Clearly Canadian
- Type: Sparkling water
- Manufacturer: Clearly Food & Beverage Company Ltd.
- Origin: Canada
- Introduced: December 1987
- Colour: Clear
- Flavor: Sparkling Flavoured & Non-Flavoured Spring Water
- Website: www.clearlycanadian.com

= Clearly Canadian =

Brand of bottled water

Clearly Canadian (Clairement Canadien) is a brand of premium sparkling waters produced by The Clearly Food & Beverage Company Ltd. based in British Columbia, Canada. The brand was founded in 1987.

==History==
Clearly Canadian was founded in 1987 by Gordon Sim, Doug Mason and others in British Columbia. The drink began shipping in January 1988. The drink was distinguished from other soda lines due to using sugar instead of high fructose corn syrup, natural flavors, and no food colourings. It is often considered as one of the first premium "new age beverage" products, helping to pave way for the multibillion-dollar market in this category. The company changed its name to Clearly Canadian Beverage Company in 1990. The brand has produced its products every year since 1987, except for a brief hiatus in 2010 and 2011.

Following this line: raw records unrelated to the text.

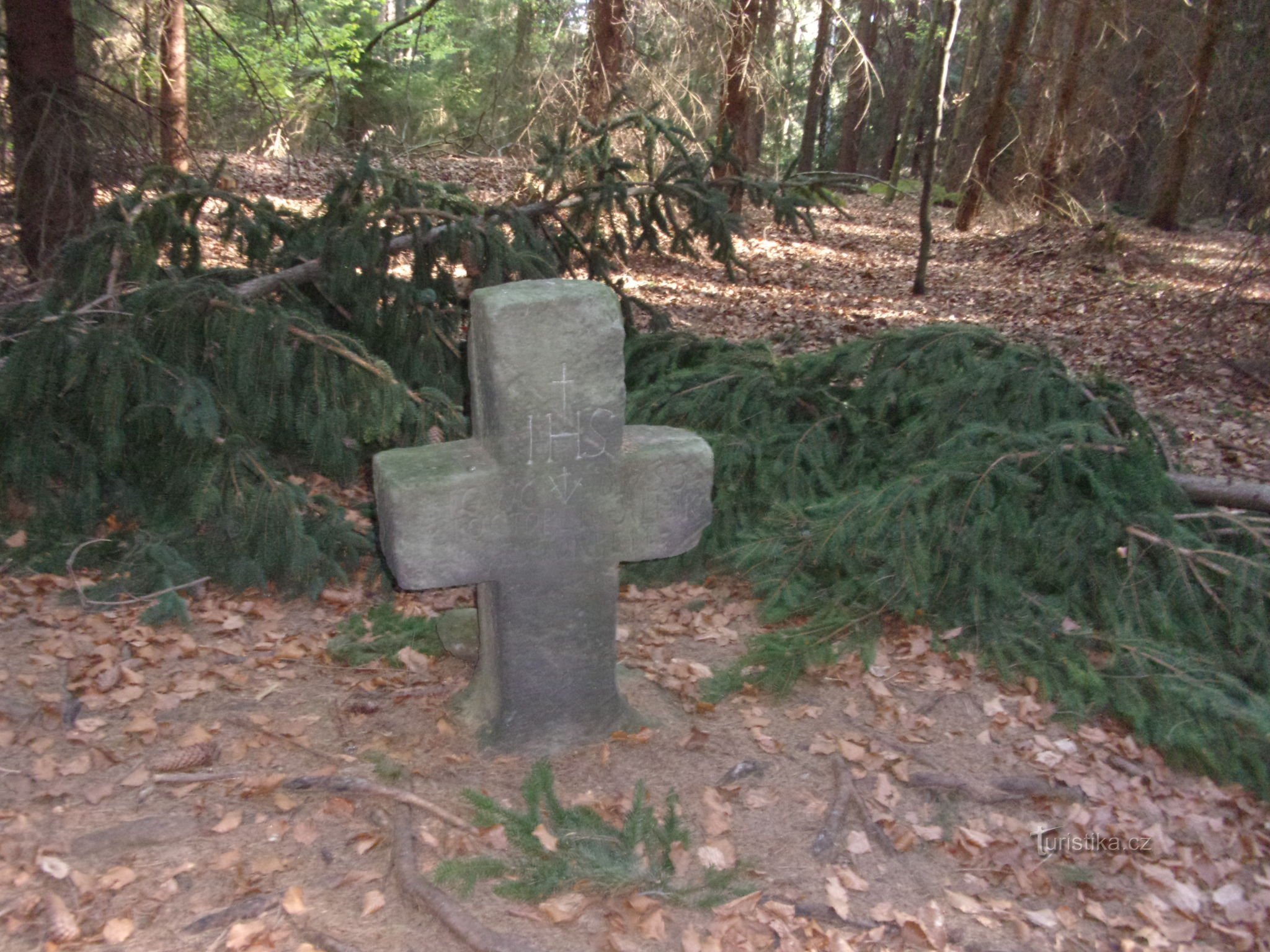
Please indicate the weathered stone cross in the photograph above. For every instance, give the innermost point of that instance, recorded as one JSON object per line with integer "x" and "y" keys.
{"x": 540, "y": 506}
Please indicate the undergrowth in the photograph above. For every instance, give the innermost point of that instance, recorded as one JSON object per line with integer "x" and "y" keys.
{"x": 944, "y": 475}
{"x": 938, "y": 474}
{"x": 380, "y": 633}
{"x": 558, "y": 848}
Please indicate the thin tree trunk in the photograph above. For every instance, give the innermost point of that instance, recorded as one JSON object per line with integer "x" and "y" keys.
{"x": 763, "y": 42}
{"x": 1127, "y": 183}
{"x": 609, "y": 58}
{"x": 996, "y": 118}
{"x": 735, "y": 107}
{"x": 895, "y": 104}
{"x": 173, "y": 90}
{"x": 54, "y": 180}
{"x": 915, "y": 98}
{"x": 981, "y": 29}
{"x": 933, "y": 148}
{"x": 1050, "y": 180}
{"x": 1163, "y": 215}
{"x": 858, "y": 87}
{"x": 815, "y": 87}
{"x": 1038, "y": 73}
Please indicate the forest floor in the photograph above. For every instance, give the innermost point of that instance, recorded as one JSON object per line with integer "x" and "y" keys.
{"x": 951, "y": 771}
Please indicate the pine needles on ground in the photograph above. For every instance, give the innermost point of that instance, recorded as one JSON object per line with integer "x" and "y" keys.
{"x": 559, "y": 848}
{"x": 383, "y": 632}
{"x": 945, "y": 475}
{"x": 179, "y": 407}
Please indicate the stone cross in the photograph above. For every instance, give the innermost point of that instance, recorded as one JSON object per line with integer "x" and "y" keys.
{"x": 540, "y": 506}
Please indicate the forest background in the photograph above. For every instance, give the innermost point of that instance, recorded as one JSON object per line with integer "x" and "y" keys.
{"x": 1067, "y": 103}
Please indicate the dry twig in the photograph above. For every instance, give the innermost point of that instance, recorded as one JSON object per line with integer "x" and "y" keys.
{"x": 355, "y": 785}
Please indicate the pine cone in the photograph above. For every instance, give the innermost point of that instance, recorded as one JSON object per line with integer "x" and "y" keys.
{"x": 61, "y": 923}
{"x": 187, "y": 758}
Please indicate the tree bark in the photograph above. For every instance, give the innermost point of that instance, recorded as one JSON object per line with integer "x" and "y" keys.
{"x": 980, "y": 27}
{"x": 936, "y": 112}
{"x": 1050, "y": 179}
{"x": 607, "y": 61}
{"x": 858, "y": 88}
{"x": 737, "y": 107}
{"x": 173, "y": 90}
{"x": 815, "y": 87}
{"x": 1163, "y": 214}
{"x": 1223, "y": 490}
{"x": 996, "y": 118}
{"x": 54, "y": 180}
{"x": 1037, "y": 77}
{"x": 895, "y": 104}
{"x": 1127, "y": 187}
{"x": 915, "y": 98}
{"x": 763, "y": 41}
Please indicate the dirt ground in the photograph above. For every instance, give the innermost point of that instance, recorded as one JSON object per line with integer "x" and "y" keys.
{"x": 951, "y": 772}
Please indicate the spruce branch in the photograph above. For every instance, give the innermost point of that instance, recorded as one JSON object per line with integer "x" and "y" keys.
{"x": 86, "y": 601}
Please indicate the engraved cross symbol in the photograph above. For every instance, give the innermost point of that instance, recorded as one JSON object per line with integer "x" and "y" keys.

Clearly Canadian experienced rapid market-dominating growth throughout the 1990s alongside Snapple and Red Bull, but fell into broad corporate mismanagement beginning in 2000 and up to 2012, when it was acquired by serial entrepreneur, Robert R. Khan, under his 4NCapital Partners investment firm. Large-scale commercial production resumed shortly thereafter in Canada and was precipitated by an online crowd-sourcing campaign that pre-sold in excess of 40,000 cases.

=== Timeline ===

- 1987: Clearly Canadian, a sweetened, naturally flavoured sparkling water, is introduced.
- 1993: Annual sales hit $155 million.
- 1993: Royalty agreement with Camfrey Resources is terminated for $22.9 million.
- 1994: Clearly Tea and Clearly Two beverages are test-marketed.
- 1996: Hostile acquisition pursuit of Sun-Rype Products Ltd. initiated.
- 1996: Orbitz, with free-floating gel spheres, is introduced.
- 1997: Cascade Clear Water Co. is acquired.
- 1998: Clearly Canadian O+2, Battery, and Refresher drinks are introduced.
- 2000: Packaging of flagship line is redesigned and diet flavours are added.
- 2001: Founding management exits.
- 2005: Recapitalization brings about new ownership and management.
- 2006: Company founder resigns as chairman.
- 2007: DMR Food Corporation is acquired.
- 2007: My Organic Baby is acquired.
- 2010: Successful creditor reorganization.
- 2012: 4NCapital Partners, led by Robert Khan, acquires company.
- 2013: Fan-sourced (crowd-sourcing) direct-to-consumer pre-sales campaign.
- 2015: Pre-sale campaign reached its goal of 25,000 cases pre-sold, pushing the product back into production.
- 2017: Clearly Canadian producing at national levels in both Vancouver and Montreal.
- 2021: Clearly Canadian is sold in a non-disclosed sale to private investors.
- 2023: Clearly Canadian launches Zero Sugar (stevia sweetened) & Essence Unsweetened portfolios.
- 2024: Clearly Canadian launches its "Originals" in 6-pack SleekCans.